MODEL 1

STEP 2: DERIVING STREAMFLOW AND GAGE HEIGHT RELATIONSHIPS

The second step in model building is obtaining the “site numbers” used by the USGS for these 37 stations. Site numbers are needed to match gage height and streamflow data.

To obtain “site numbers”, we went to the USGS' Streamflow Measurements for North Carolina. This page is located at http://waterdata.usgs.gov/nc/nwis/measurements&introduction. You can perform a query by selecting only Hydrologic Unit criteria. Select Hydrologic Unit and click Submit.

Next, we selected all the hydrologic units, leaving all other options in their default values, and Submited the query.  You can select all hydrologic units by clicking on the first unit, and then, on a Windows machine, hold the shift key down and scroll to the bottom item on the list and click on it.  You will have selected all entries.  On a Macintosh, the Command key produces the same result. You should obtain the entire list of stations, 198 in all, in North Carolina.
  
Now that you have a list of all the stations in North Carolina with their station numbers, you should be able to obtain the USGS“site numbers” for the 37 stations by using their names. We have already done this and placed those numbers on your template.  Look down the list to find a few of the station numbers and corroborate that they match the USGS data.

After the “site numbers” are confirmed, you should obtain the stage measurements for the available 29 stations by using site numbers one by one.

To do that, go to USGS’ Streamflow Measurements for North Carolina. This page is located at http://waterdata.usgs.gov/nc/nwis/measurements&introduction. Perform queries by checking the Multiple Site Numbers box and then clicking on Submit.

Copy all the station numbers from your spreadsheet “flood_stage.xls”, and paste them into the Multiple Site Numbers text box. Choose the period from 01/01/1998 to 12/31/2002. Put these values in the Retrieve data from text box at the end of the form. 

Notice the format order for the year, month, and day.  Select Tab-separated data and Save to file options. Leave the other options in their default values and then click Submit and you will prompted to save a file.  It will have an arbitrary name of letters and numbers.  

Open the saved file in Excel. It will not be recognized as an Excel file so you will have to change the File Type box to read All Files to find it.  When you open the file, you should see a format dialog box relating to use while importing.

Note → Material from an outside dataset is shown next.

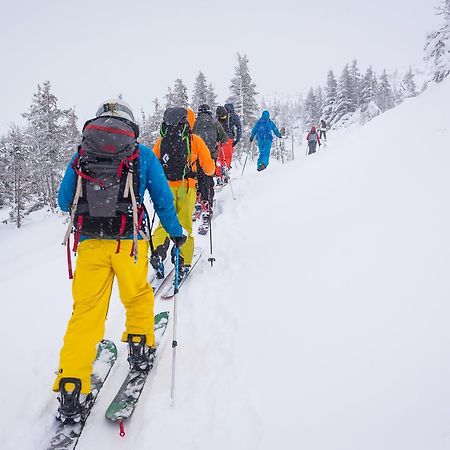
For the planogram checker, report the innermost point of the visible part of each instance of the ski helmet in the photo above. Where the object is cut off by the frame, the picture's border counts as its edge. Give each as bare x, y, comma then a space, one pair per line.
115, 108
221, 113
204, 108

Spreadsheet data import dialog box

Choose Delimited  and click Next.  In the next dialog box, choose Tab for the delimiter and click Next.  On the last dialog screen, be sure to change the data type for the station number field to text.  Do this by clicking on the Text button in the Column data format area as illustrated below.

choose text dialog box

Then click Finish.  The spreadsheet will have comment rows on the top that document the data sources.  You can delete these 39 rows.  To do this, Click on the row numbers, dragging down to the 39th row to highlight all of the rows you want to delete, and then Click on Edit Delete.  

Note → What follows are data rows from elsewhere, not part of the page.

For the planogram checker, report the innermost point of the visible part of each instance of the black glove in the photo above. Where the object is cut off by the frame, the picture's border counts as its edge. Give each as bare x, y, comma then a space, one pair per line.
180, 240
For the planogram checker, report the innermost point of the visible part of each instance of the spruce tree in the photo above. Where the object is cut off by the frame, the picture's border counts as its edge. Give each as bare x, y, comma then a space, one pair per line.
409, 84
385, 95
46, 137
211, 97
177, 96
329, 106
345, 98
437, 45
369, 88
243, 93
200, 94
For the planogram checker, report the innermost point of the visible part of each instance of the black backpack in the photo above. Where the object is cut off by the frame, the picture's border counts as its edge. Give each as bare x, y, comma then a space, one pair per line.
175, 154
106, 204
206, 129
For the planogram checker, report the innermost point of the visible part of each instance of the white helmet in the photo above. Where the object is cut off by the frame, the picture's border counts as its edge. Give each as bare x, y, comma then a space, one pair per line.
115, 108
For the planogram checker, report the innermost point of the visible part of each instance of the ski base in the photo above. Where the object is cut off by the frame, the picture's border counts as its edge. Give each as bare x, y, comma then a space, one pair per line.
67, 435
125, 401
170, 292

You should have column labels on the top of the spreadsheet.  The new second row has some extraneous data you don't need starting as 15s, 5s, 5s, etc.  You can delete that row.  

gage height spreadsheet

Note that we have streamflow data for 27 of the 37 stations, for which we have flood stage data. Save this file in Excel format as “Gage_Height_Streamflow”. Now we have both gage height and streamflow data, so that we can derive the relationship between the two. Gage height is stored in the column inside_gage_va (column I) and Streamflow is stored in discharge_1 (column K). We need to have the data in adjacent columns with the first column being discharge,  We will not need the data in the measured_rating_diff column, so, you can copy the inside_gage_va data to that column.  You can then delete the extra copy of that column.  Finally, there are also missing values in the inside_gage_va column.  Find those values and delete those rows.  Save the file again.

The "cleaned" file includes 944 observations.

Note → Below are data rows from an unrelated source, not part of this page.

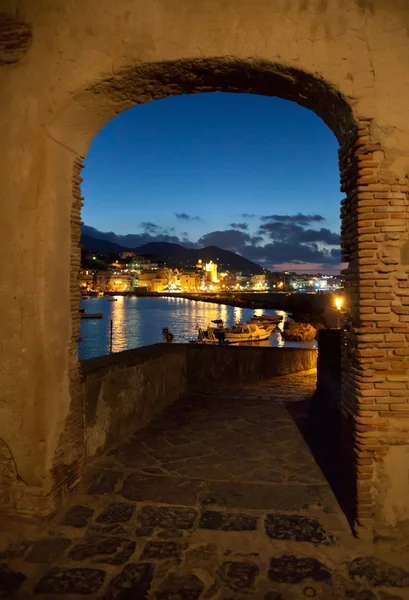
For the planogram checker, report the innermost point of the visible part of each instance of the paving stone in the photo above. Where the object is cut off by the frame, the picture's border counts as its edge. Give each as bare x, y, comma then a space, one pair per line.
48, 550
386, 596
168, 490
297, 528
132, 584
10, 582
180, 587
117, 512
144, 531
103, 481
77, 516
223, 521
112, 529
170, 534
365, 595
168, 517
378, 572
239, 495
290, 569
110, 550
71, 581
161, 550
238, 575
15, 550
201, 556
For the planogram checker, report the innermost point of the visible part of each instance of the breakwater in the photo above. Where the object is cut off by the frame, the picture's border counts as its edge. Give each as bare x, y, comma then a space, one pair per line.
289, 302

To see the nature of the relation and detect possible exceptional observations, create a scatter plot showing gage height versus streamflow. To do that, first select the columns discharge_1 andinside_gage_va and click on chart wizard in Excel and select the XY (Scatter) plot type. You can fill in a title, X, and Y axis labels, and save the graph to a new worksheet called gage_height.  It should look like this:

xy scatter graphic  

You can now add trendlines to this graph to see possible mathematical models that fit the data. To do this, single click Chart Add Trendline. You need to add two different trendlines. First, try the linear form, and second, try a polynomial (order=2) form. Your chart should look like the one below.

fitting a trend line  

You should see that the polynomial line seems to be a better fit.  To get more information about the goodness of the fit, click on the polynomial line and hit delete to take it off the graph.  Now add it again using Chart Add Trendline, but this time, Click on the Options tab and choose to Display equation on chart and Display R-squared value on chart.  You will see the polynomial equation for the trendline along with an R-squared value.  That value indicates the proportion of change in the gage height that is explained by the equation using streamflow.  For example, an R-squared of 0.69 means that 69% of the variations in gage height is explained by the equation.  Another way of thinking about this is that the equation fails to explain 30% of the variation.

options box example

The equation has the polynomial form:
Gage Height = Intercept + (B1 * Streamflow) + (B2 * Streamflow2).  So if we can predict streamflow, we can estimate the gage height and compare that to the flood stage for a particular place, telling us whether or not flooding will occur.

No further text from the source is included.